Paden volgen of verlaten

Zijn kleurrijke personages zijn vaak staande figuren, soms maken ze subtiele armgebaren, soms nemen ze meer theatrale poses aan. Sommige van hen omhullen zich in dikke lagen textiel of torsen een ballast mee. Anderen lijken gevangen in kooivormige constructies of balanceren erbovenop. De emoties en gemoedstoestanden die de kijker zou kunnen lezen in de lichaamstaal, krijgen een extra laag door de gekozen kleurcombinaties. ‘Mijn idee van beelden was altijd dat ze zwart zijn, of wit, of grijs, of bruin. Maar de toevoeging van kleur is een hele rijkdom. Hoe meer je ziet, hoe dieper je gaat. Ik realiseerde me; in kleur zelf zit ook emotie.’ Dit pad op weg naar meer kleur startte op onverwacht terrein: ‘Bij de architect van ons huis zag ik dat hij heel goed met kleur kan omgaan. Vaak gebruikte hij één heel sterke kleur. Dat vind ik heel mooi. Ik heb dat bijvoorbeeld met het werk in het Nijenhuis ook toegepast.’ In contrast met de groene omgeving van de beeldentuin van De Fundatie in Heino staan de opgestapelde meubels van Cleaning the rooms of the past (2010) al jaren uitnodigend rood te wezen. Knappe ouder die zijn of haar kind daar zonder klimcapriolen langs krijgt. Lekker laten klauteren overigens, er hangt een certificaat aan: ‘Het voldoet aan alle eisen. En ik ga ieder jaar nog terug om het te controleren en in de verf te zetten.’
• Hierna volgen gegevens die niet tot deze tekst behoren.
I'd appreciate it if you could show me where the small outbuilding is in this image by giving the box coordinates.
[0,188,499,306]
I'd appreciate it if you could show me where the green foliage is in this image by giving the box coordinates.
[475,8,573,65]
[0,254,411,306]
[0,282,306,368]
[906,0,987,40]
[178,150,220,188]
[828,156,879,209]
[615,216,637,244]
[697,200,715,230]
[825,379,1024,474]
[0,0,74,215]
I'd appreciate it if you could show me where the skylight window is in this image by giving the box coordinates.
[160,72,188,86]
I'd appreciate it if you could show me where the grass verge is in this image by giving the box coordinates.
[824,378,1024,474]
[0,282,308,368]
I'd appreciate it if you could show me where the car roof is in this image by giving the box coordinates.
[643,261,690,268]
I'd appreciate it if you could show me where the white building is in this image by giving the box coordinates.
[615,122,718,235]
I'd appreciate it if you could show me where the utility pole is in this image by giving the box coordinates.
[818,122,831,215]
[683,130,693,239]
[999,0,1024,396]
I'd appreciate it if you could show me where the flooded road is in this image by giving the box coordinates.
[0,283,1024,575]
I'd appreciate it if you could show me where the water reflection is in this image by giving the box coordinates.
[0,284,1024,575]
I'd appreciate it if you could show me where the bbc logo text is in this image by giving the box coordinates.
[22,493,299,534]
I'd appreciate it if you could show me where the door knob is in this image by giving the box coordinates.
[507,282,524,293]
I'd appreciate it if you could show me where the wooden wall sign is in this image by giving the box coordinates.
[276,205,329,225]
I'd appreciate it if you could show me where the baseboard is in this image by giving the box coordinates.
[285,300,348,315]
In het atelier staat een model van nog een fantastisch ogend speelobject, maar de kans is klein dat dat ooit wordt uitgevoerd. Aan werken in opdracht, met al het vergader dat erbij hoort, zal Bolhuis niet snel meer beginnen. ‘Als je voor een opdrachtgever bezig bent of naar een tentoonstelling toewerkt, moet er toch op den duur iets af en netjes. Of ik moet een pad blijven volgen dat ik ben ingeslagen. Als die verplichting er niet is, dan kan ik elk pad naar believen volgen of verlaten. En ik kan in zo’n periode ook iets nieuws leren. Als ik de tijd heb, verdiep ik me graag in iets. Nu ben ik bijvoorbeeld een collagetechniek aan het uitproberen. Dat doe ik minder makkelijk als er iets af moet, daar word ik dan nerveus van.’

Ook al is de productiviteit met een deadline misschien wat hoger en een bepaalde mate van financiële zekerheid aantrekkelijk: ‘Ik heb steeds scherper voor ogen wat ik wel en niet wil doen. De dingen die ik niet leuk vind, die wil ik ook liever niet meer doen. Dat wordt steeds sterker.’ Zo is hij onlangs ook gestopt met zijn werk als docent bij de Design Academie in Eindhoven. Hij deed het zes jaar lang met veel plezier; ‘De leerlingen zijn superleuk, ze komen van over de hele wereld, maar ik wist niet zo goed hoe ik mezelf moest vernieuwen. En het gaf een conflict in de week. En dan moet je soms gewoon maar stoppen en dan kan er ook weer iets nieuws komen.’

 

Aankleden met kleur

Terug naar de kleur. Aangewakkerd door een architect, kijkt Bolhuis nog steeds graag naar designobjecten voor wat kleurvoeding. ‘Dat vind ik inspirerend. Bertjan Pot bijvoorbeeld gebruikt fantastische kleuren.’ Bolhuis pakt er een catalogus bij waarin hij de gekleurde maskers van de vormgever laat zien. ‘En toch zijn ze helemaal anders dan de kleuren die ik gebruik.’ Bij het raam staat een lage tafel met blokjes klei die hij op kleur mengt. ‘Er moet bijna altijd wit bij. En met dat hele primaire rood kan ik niets.’ Hij schuift wat met de kleine vierkante blokjes klei in de meest uiteenlopende, maar vrijwel allemaal optimistische kleuren, van babyblauw tot fluororanje.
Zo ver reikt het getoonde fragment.